Grillerchen
Mir fiel ein Werbeflyer von einer Bäckerei (deren Namen ich hier nicht nennen möchte) in die Hände und ich begann neugierig den Text zu studieren. Manchmal überkommt mich das Verlangen, einen Rotstift rauszuholen und zu korrigieren. In diesen Momenten wird mir klar, dass ein Lehramstudium wohl doch das richtige gewesen wäre (vielleicht sollte ich wechseln?). Da aber der Hintergrund schon rot war, ließ ich es dabei belassen, mir die wiztigsten Formulierungen zu merken.
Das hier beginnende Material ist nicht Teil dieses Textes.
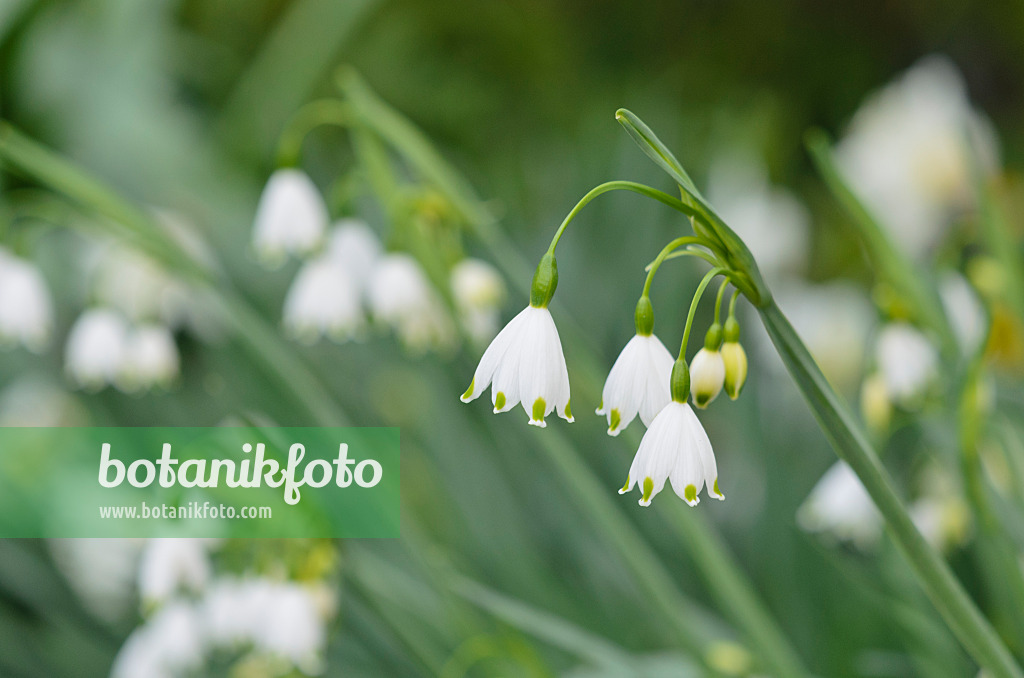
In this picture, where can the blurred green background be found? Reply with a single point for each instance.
(518, 558)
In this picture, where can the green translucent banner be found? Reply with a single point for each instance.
(225, 481)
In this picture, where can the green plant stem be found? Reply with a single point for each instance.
(309, 117)
(709, 277)
(620, 185)
(663, 255)
(850, 443)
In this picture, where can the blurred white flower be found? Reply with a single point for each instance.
(839, 505)
(281, 619)
(707, 376)
(169, 565)
(356, 248)
(100, 571)
(33, 401)
(835, 321)
(26, 306)
(168, 645)
(96, 348)
(151, 358)
(401, 297)
(478, 292)
(964, 309)
(770, 220)
(526, 365)
(291, 217)
(907, 361)
(324, 300)
(908, 153)
(638, 383)
(674, 449)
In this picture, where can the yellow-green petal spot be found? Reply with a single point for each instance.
(539, 407)
(648, 488)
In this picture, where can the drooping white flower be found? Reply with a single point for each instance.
(524, 364)
(280, 619)
(168, 645)
(771, 221)
(401, 297)
(964, 309)
(151, 358)
(638, 383)
(707, 376)
(675, 449)
(478, 292)
(324, 300)
(907, 361)
(171, 564)
(96, 347)
(26, 305)
(291, 217)
(907, 153)
(356, 248)
(839, 505)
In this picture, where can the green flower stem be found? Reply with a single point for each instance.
(663, 255)
(709, 277)
(262, 341)
(851, 445)
(718, 301)
(728, 584)
(620, 185)
(309, 117)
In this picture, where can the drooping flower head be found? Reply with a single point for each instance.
(26, 306)
(638, 382)
(524, 363)
(708, 369)
(676, 450)
(291, 217)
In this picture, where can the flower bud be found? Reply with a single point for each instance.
(734, 358)
(707, 376)
(545, 282)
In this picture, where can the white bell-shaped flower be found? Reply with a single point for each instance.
(638, 382)
(26, 306)
(839, 505)
(524, 364)
(708, 369)
(676, 450)
(355, 247)
(291, 217)
(907, 361)
(169, 565)
(151, 358)
(96, 347)
(324, 300)
(401, 297)
(478, 292)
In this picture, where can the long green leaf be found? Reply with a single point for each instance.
(850, 442)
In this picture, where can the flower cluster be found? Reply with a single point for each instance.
(524, 365)
(265, 625)
(347, 278)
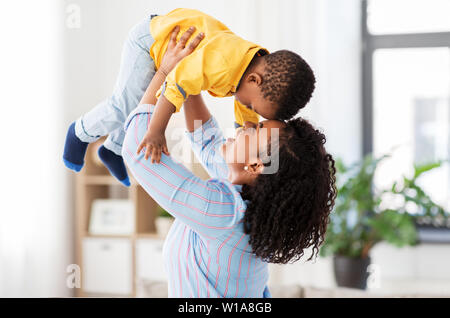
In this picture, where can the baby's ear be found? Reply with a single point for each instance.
(255, 78)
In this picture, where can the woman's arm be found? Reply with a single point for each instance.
(211, 208)
(195, 109)
(205, 136)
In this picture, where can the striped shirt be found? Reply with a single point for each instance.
(206, 253)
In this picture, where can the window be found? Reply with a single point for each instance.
(406, 89)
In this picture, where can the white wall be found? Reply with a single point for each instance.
(35, 219)
(324, 32)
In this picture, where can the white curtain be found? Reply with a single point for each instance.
(35, 221)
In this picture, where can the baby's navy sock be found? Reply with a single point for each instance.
(115, 164)
(74, 150)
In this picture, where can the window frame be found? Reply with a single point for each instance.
(373, 42)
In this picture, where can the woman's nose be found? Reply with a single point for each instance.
(249, 124)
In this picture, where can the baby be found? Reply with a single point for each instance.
(275, 86)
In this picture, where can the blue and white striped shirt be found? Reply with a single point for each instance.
(206, 253)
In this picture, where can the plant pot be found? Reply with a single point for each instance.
(351, 272)
(163, 225)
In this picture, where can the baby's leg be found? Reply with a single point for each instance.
(136, 71)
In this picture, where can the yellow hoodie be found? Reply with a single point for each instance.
(216, 65)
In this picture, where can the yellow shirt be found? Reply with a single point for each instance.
(216, 65)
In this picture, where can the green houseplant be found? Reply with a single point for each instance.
(359, 222)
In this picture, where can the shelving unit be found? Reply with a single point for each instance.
(95, 182)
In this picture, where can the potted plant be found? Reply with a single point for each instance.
(359, 222)
(163, 222)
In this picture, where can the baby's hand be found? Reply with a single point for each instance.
(154, 144)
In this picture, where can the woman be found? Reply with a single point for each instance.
(228, 228)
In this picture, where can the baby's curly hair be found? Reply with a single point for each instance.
(288, 211)
(288, 81)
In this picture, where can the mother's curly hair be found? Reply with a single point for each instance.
(288, 211)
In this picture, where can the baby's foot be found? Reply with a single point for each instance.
(74, 150)
(115, 164)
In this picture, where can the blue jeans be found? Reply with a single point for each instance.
(136, 72)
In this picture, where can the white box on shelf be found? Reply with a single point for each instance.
(112, 217)
(149, 259)
(107, 266)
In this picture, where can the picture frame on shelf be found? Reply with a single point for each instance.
(112, 217)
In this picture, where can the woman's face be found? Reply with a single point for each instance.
(242, 152)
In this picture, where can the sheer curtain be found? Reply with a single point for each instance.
(35, 221)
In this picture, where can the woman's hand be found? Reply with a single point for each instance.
(177, 51)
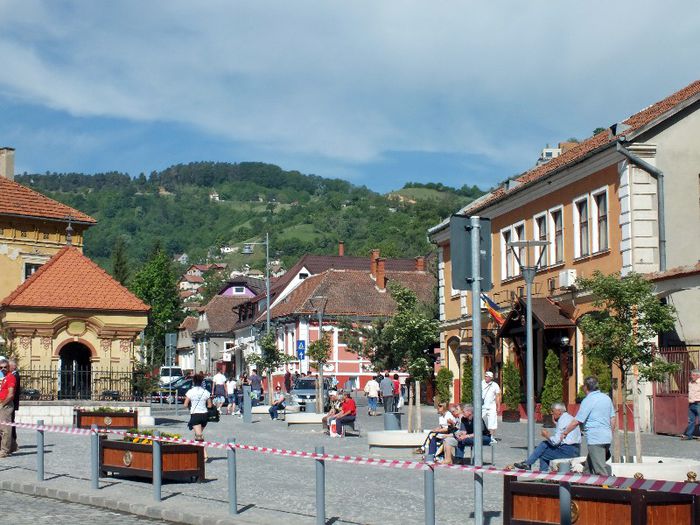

Das Ganze war eine Anleitung zum Grillen: "Die Kunst des Anmachens." mit dem Ziel dem Kunden verschiedene Baguettesorten schmackhaft zu machen.
Neben den zahlreichen Wortwiederholen ("4 bis 5 Spritzer - mehr nicht!- auf die kalten und trockenen Kohlen spritzen." oder: "...verwandeln sich beim Grillen in krebserregende Nitrosamine. Krebserregende Stoffe entstehen auch,...") gab es nützliche Tips, die ich mir auf jeden Fall zu Herzen nehmen werde, wie z.B:
"Völlig uncool: der Föhn. Grill-Ignoranten wollen die Vorglühzeit gern mittels Blasebalg oder Föhn beschleunigen. Dazu gelten folgende Regeln: Unsere Vorfahren hatten auch keinen Föhn - sonst hätten sie ja gleich elektrisch kochen können." Das ist wirklich ein überzeugendes Argument.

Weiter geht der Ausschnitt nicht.